Part II: Journeys (Chapter 31)


I don’t understand why you won’t come to the funeral.

She’s your mother, and you should want to pay your last respects. I’ll even pay for your airplane fare, just tell your professors why you won’t be in school.

No one’s going to flunk you for going to your own mother’s funeral.

Can’t you take your finals during summer vacation?

I don’t understand you, Samantha. Even if you don’t see her as your mother, she’s still your sister, and you love all your sisters, don’t you?

Yes, California’s a long way from Pennsylvania, but haven’t you heard of that new invention called the jet airplane?

If you don’t come, it’ll break Johnny’s heart. He loved your mother so much, and she treated him so mean.

And now she’s dead....

Poor Johnny cries all the time. He asks about you. Says he has something important to tell you. I can’t imagine what, though.

You really should put all that old bitterness behind and get your head on straight.

Stop acting like the spoiled brat that you are.

And don’t you want to see your little brothers? Johnny junior’s 15 now, doin’ real good in the group home, and Georgie’s 13. Plays football at his junior high.

Tsk, Tsk. They grow up so fast, I just can’t believe how big they are now.

You know, Sal’s upset with you. She thinks you’re being disrespectful to your mother, and people’ll talk if you don’t come.

If you hurry, you can be here by tomorrow, and the funeral’s not until the day after.

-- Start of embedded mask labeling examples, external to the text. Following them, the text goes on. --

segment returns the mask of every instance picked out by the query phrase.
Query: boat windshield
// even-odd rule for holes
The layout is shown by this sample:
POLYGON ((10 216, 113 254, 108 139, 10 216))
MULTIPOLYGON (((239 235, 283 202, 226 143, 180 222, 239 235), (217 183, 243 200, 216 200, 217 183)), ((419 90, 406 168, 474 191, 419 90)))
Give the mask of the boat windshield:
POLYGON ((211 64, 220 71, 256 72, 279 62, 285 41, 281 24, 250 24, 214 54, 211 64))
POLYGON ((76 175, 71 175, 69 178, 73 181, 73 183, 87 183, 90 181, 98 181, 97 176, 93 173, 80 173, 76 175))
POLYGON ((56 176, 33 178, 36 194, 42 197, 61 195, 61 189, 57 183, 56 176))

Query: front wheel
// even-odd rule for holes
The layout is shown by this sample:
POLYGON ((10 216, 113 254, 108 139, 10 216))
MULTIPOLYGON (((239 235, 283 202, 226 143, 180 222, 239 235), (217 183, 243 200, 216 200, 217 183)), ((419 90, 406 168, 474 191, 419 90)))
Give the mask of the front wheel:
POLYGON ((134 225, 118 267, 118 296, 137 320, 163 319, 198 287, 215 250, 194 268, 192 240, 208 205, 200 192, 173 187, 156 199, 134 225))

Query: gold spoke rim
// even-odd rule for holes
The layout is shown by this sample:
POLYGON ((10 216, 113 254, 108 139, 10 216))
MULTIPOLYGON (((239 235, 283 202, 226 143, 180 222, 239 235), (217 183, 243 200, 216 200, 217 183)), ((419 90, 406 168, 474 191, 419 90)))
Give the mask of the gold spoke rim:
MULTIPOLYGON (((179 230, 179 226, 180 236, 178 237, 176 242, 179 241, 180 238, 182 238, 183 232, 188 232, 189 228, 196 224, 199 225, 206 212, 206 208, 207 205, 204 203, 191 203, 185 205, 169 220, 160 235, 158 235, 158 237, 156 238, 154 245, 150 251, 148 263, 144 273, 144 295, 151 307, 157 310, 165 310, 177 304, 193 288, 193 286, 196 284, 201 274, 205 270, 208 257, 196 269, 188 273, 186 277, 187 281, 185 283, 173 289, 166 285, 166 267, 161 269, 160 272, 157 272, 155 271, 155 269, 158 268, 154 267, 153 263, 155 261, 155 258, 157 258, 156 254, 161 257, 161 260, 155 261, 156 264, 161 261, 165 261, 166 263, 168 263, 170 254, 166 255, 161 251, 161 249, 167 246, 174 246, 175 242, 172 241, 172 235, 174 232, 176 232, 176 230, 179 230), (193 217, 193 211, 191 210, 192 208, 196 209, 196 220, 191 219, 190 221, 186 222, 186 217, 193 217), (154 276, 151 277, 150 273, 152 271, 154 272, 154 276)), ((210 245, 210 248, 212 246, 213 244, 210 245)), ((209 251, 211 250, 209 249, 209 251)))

I said I’d pay your fare. It’ll cost me a fortune, over $800, but don’t worry about the money. I’ve always managed somehow on my investments and social security. I’ll just skimp somewhere, maybe not go to Bingo for a year or not paint the trim on the house.

I’ll find the money somewhere, maybe borrow it from Auntie. It’s important that you come, and if I have to tell you why, then all the college education in the world isn’t going to make you smart.

I don’t know what I’m going to tell people. Sometimes, I wonder if you really belong to us, if the hospital didn’t give your mother the wrong baby. I’ve heard of such things. If you didn’t look so much like her...

I don’t understand why she had to die so young.

Tsk, tsk. 48.

Why her liver gave up like it did. Just look at your Uncle Freddie. He drinks like a fish, always has, and he hasn’t got a bad liver. And he’s 75. That old fart just keeps going. Mean as hell and proud of it.

Maybe your mama wasn’t mean enough.

I still don’t understand why my Rosalyn couldn’t stop all that old drinking. Why all that booze was so important.

I tried everything to get her to stop. I really did, but there’s only so much a mother can do....

I hope you learn a lesson from this. If you don’t start watching what you eat, you’ll die an early death, too. They’ll need a derrick to bury you. You remember old Mrs. Niles, don’t you? She’s buried in a piano case, you know. She was so big, they had to buy two burial plots for her. Can you imagine? Remember that old saying? Now what was it? Oh, yes.

“Don’t dig your grave with a fork.”

I called Dean Platts.

He asked about you, wondered how you’re doing. Says he’s glad you’re going to college, that he always knew you were smart.

He gave me Ruby’s phone number.

You know what she said when I told her the news and offered to pay her way to the funeral?

“I’m really sorry, Grandma Mallory, but I didn’t know her.”